Barça-Valls: 3-0


On avait eu le coup de boule de Zidane, qui lui avait valu un carton rouge en finale de la Coupe du monde 1998.

PAR MARC SCHINDLER, Alès

On vient de vivre la mascarade de la réélection de l’inusable maestro suisse de la FIFA, le temple de la corruption, et sa démission forcée. Et voici que le premier ministre français, fan du Barça, n’écoute que sa passion du ballon rond pour s’envoler vers Berlin assister au triomphe des Catalans. Décidément, il y a quelque chose de pourri au royaume du foot! Trop de fric, trop de passion chauvine, le ballon rond, c’est une drogue dure qui fait péter les plombs des joueurs, des dirigeants et des politiciens.

Que Manuel Valls en ait eu marre de ses petits camarades socialistes au congrès de Poitiers, on comprend. Entre les fiers artistes catalans du ballon, à la tunique rouge et or, et les tristes militants du PS, y a pas photo!

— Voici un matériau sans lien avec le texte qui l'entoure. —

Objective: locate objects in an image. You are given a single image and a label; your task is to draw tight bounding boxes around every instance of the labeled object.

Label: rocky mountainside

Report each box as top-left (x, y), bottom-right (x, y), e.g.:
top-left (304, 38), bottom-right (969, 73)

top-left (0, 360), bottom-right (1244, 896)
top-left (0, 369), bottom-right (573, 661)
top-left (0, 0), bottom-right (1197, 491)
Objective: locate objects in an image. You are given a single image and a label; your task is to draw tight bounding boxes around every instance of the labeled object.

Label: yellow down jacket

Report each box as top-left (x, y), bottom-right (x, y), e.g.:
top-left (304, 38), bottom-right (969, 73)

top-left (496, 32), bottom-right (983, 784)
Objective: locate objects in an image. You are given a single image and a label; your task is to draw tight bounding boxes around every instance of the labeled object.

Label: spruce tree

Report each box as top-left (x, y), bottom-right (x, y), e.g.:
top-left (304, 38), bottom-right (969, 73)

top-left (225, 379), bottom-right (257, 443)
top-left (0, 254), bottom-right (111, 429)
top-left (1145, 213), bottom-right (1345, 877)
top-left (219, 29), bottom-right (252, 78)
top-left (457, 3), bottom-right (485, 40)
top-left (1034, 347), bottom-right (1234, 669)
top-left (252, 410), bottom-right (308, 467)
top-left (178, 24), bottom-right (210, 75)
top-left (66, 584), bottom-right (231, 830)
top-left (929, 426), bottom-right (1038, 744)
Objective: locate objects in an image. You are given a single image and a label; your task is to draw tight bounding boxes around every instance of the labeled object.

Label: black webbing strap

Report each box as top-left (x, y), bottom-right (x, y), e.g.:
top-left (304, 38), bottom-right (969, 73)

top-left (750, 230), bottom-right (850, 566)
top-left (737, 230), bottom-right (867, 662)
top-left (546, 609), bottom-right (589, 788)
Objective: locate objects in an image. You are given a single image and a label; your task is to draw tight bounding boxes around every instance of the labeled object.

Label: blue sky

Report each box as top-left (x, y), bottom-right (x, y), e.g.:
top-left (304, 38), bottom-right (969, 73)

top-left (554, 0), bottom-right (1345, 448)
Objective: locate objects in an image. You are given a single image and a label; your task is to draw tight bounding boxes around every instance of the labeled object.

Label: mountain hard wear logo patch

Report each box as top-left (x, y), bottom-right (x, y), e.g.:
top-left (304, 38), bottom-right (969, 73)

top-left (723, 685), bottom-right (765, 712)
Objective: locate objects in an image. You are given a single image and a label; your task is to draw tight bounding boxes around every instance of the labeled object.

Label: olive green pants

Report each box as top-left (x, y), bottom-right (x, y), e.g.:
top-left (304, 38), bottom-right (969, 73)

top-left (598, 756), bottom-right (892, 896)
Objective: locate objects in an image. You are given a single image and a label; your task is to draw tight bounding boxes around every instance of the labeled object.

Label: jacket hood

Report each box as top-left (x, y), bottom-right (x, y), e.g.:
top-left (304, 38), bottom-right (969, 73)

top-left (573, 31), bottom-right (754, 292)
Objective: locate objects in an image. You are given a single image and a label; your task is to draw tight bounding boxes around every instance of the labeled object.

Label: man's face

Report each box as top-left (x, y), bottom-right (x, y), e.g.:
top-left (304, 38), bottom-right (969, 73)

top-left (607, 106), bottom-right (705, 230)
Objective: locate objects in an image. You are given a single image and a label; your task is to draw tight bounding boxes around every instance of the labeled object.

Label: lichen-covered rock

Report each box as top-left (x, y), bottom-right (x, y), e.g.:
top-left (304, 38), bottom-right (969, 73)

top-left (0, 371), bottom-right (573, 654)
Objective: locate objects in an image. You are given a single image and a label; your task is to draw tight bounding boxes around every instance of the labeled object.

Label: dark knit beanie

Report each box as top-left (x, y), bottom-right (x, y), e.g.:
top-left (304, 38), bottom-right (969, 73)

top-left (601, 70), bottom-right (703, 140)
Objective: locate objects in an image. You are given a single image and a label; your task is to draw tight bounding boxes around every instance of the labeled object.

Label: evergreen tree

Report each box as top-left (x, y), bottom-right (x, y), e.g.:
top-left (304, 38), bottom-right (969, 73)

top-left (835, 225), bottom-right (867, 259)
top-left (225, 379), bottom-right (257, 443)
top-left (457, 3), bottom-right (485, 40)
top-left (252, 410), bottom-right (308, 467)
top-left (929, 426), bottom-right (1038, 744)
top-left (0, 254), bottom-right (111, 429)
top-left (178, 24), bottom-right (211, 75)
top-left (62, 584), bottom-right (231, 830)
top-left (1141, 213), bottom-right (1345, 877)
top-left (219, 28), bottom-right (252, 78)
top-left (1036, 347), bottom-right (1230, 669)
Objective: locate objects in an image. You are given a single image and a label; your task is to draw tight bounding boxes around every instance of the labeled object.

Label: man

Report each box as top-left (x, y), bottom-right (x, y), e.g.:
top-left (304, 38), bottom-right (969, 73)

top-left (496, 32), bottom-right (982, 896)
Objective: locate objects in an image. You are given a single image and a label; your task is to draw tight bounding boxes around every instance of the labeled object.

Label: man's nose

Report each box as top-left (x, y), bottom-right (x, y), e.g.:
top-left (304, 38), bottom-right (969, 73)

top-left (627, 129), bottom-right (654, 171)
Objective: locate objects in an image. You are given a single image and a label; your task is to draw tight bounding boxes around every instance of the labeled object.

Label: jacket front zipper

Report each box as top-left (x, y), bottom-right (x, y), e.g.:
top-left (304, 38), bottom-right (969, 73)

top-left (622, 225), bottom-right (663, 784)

Mais alors, faut assumer. Il faut avoir le courage de dire: j’ai besoin de respirer l’air des champions, j’ai besoin de gueuler «Olé Olé Campeones!, Barça, Barça y Barça!», je me casse. Et bien non, Manuel Valls l’a jouée petit bras: j’ai une réunion importante avec Platini, le président de l’UEFA, je suis en mission officielle pour la France, je vole donc avec l’avion du gouvernement. Une facture de 14 000 euros? Les contribuables ne vont quand même pas empêcher le premier ministre de la France de faire son métier! Et, puisqu’il y a encore des places dans l’avion de la République, j’invite mes deux enfants à la réunion de la FIFA… euh au match.

Evidement, les critiques sont tombées en rafales, comme à Gravelotte, du Front national aux Républicains, ces parangons de vertu, comme chacun sait. Comment, le premier ministre gaspille les deniers de la République pour assouvir sa passion du foot, c’est scandaleux, une faute politique inexcusable! Alors, on ne comprend plus. Qu’un Zidane pète un câble devant les injures d’un adversaire italien, passe encore. On peut être un grand champion et avoir la tête près du bonnet. Mais qu’un animal à sang froid comme le premier ministre français se laisse piéger comme un bleu et aggrave son cas avec des excuses de cour d’école! «Je suis premier ministre. Je me déplace avec les moyens que vous connaissez. N’essayez pas de créer de faux débats… Je travaille beaucoup, je m’engage beaucoup. Et puis de temps en temps, il y a aussi un moment de détente, même s’il y a de la tension et de la passion dans le sport.»

Le pouvoir rend fou ou, en tous cas, fait perdre à ceux qui le détiennent le sens des responsabilités. Ils ont tous été pris le doigt dans le pot de confiture: Giscard et les diamants de Bokassa, Chirac et les emplois fictifs de la mairie de Paris, Mitterrand et ses escapades en Egypte avec sa fille Mazarine, Sarkozy et sa sauterie présidentielle du Fouquet’s. Tous auraient pu proclamer: l’Etat, c’est pour moi! Quand on émarge au budget de l’Etat pour 11 000 euros par mois, avec voiture de officielle, gardes du corps, logement de fonction, régime fiscal très généreux et retraite en or, on a de la peine à comprendre que le Français moyen montre les dents quand ces «princes qui nous gouvernent» abusent de leur pouvoir et font régler leurs plaisirs par l’argent public.

Je me souviens de ce que m’a dit un jour Pierre Salinger, qui fut porte-parole du président Kennedy, quand je lui ai demandé ce qu’était le pouvoir. «Quand j’étais à la Maison Blanche, j’appuyais sur un bouton et j’avais une voiture, un hélicoptère, un avion. Après la mort de JFK, je me suis retrouvé à l’aéroport et personne pour porter mes valises. J’ai compris ce que c’était, le pouvoir!»

Cet aveu, aucun homme politique français n’aurait osé le faire. En France, l’usage immodéré des fonds publics est une des prérogatives du pouvoir, à droite comme à gauche. Comme l’écrit si bien doc philo dans un commentaire du “Monde”: «Le Berlin -gate est un délicieux bonbon , croisement de la bêtise de Cambrai et du sirop de Vals, à déguster sans modération.» Carton rouge pour Valls? Même pas peur! En politique comme au foot, l’important, c’est de durer. C’est la saison du mercato, mais le président Hollande n’a pas l’intention de virer son centre-avant, tant qu’il marque encore des buts.